A team of researchers at the University of Bristol recently unveiled a new type of display that provides an illusion of depth. Unlike today’s 2D screens which enable viewers to see 3D images, the prototype consists of with nine separate screens arranged in a 3 x 3 configuration that physically tilt and move on its several axes. It measures around 50% smaller than the display of a 10-inch tablet. The researchers, however, do not discount the possibility of having more individual screens than the prototype.

The 3D screen is envisioned to give a more realistic representation of physical objects. Landscapes, for instance, will be better reflected on this screen as the display mimics the undulation of terrain.

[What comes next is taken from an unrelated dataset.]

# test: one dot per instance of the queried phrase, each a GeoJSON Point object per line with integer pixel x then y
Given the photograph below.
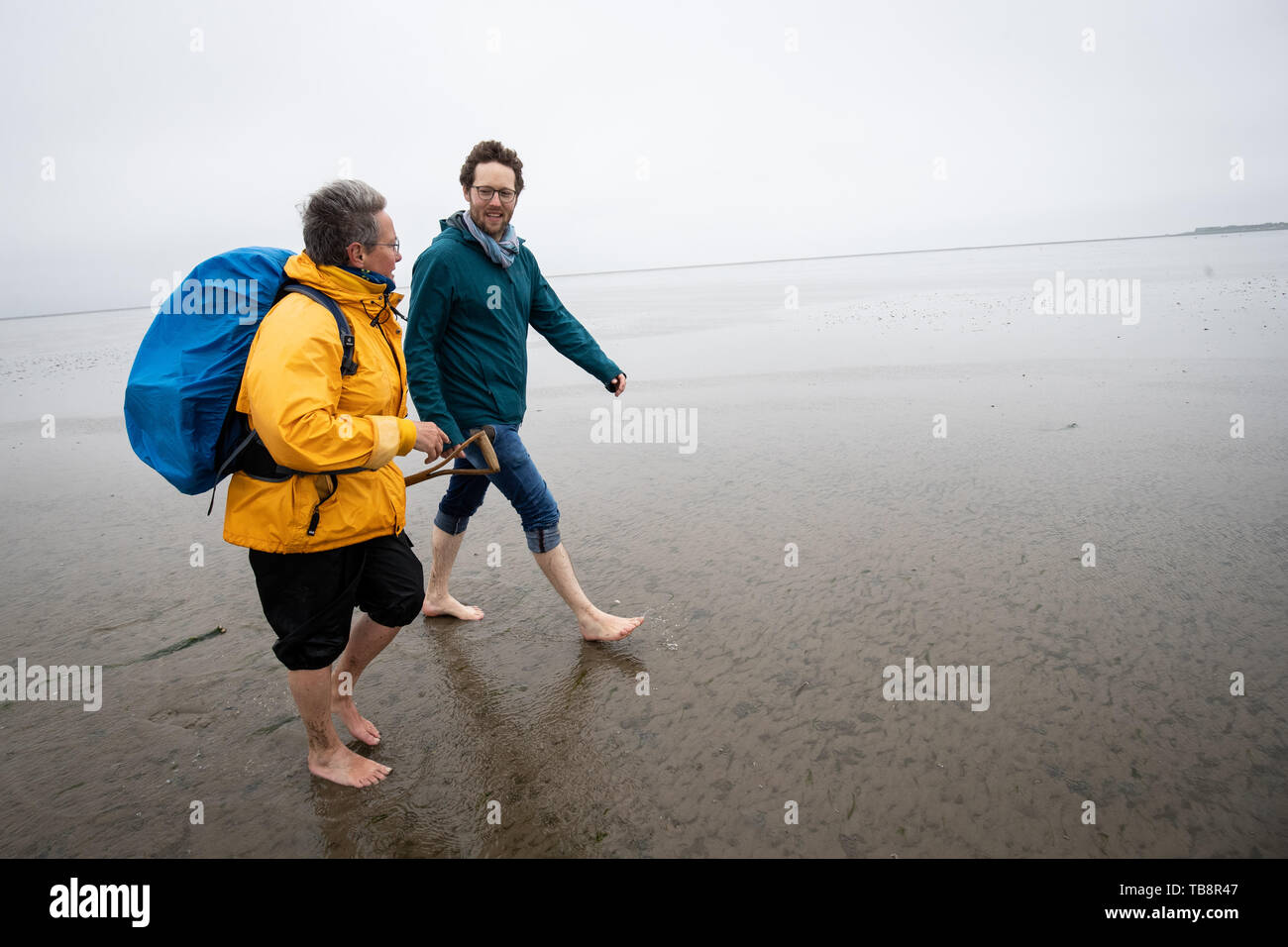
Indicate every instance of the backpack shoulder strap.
{"type": "Point", "coordinates": [348, 367]}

According to Sriram Subramanian, one of the members of the team of scientists, the technology may be used in “collaboration, terrain modeling, 3D video that is beyond auto-stereoscopic 3D and tangible gaming.” It is said that during collaboration, half of the device will tilt towards one user while the other half towards another. The central screen, however, will remain blank.

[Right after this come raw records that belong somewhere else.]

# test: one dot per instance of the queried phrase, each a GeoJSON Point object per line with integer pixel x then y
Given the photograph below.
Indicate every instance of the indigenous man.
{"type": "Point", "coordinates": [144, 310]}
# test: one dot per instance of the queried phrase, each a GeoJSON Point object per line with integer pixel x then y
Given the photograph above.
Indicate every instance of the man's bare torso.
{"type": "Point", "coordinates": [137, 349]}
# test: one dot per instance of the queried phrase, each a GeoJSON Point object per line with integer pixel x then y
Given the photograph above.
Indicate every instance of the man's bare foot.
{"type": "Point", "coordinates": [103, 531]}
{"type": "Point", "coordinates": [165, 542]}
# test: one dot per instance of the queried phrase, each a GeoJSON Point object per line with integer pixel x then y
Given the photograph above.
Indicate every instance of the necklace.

In the study, the researchers looked into how users would interact with such kind of display. The study revealed that instead of on-screen gestures, which are popular on flat displays, mid-air gestures are more preferable on the tilt 3D screen. Moreover, the study found that people who tried the tilt 3D screen tended to associate it with other types of 3D displays, such as those found in theatres.

Subramanian believes that the device will have many uses. However, they also recognize that “we need to establish whether users can relate to the new experiences and advantages of using such a device.”

The prototype was presented at the MobileHCI 2012 conference held in San Francisco from September 21 to 24. The focus of the conference is Human-Computer Interaction with Mobile Devices and Services. The event gathers designers, practicioners, developers and academicians to talk about the issues concerning interaction.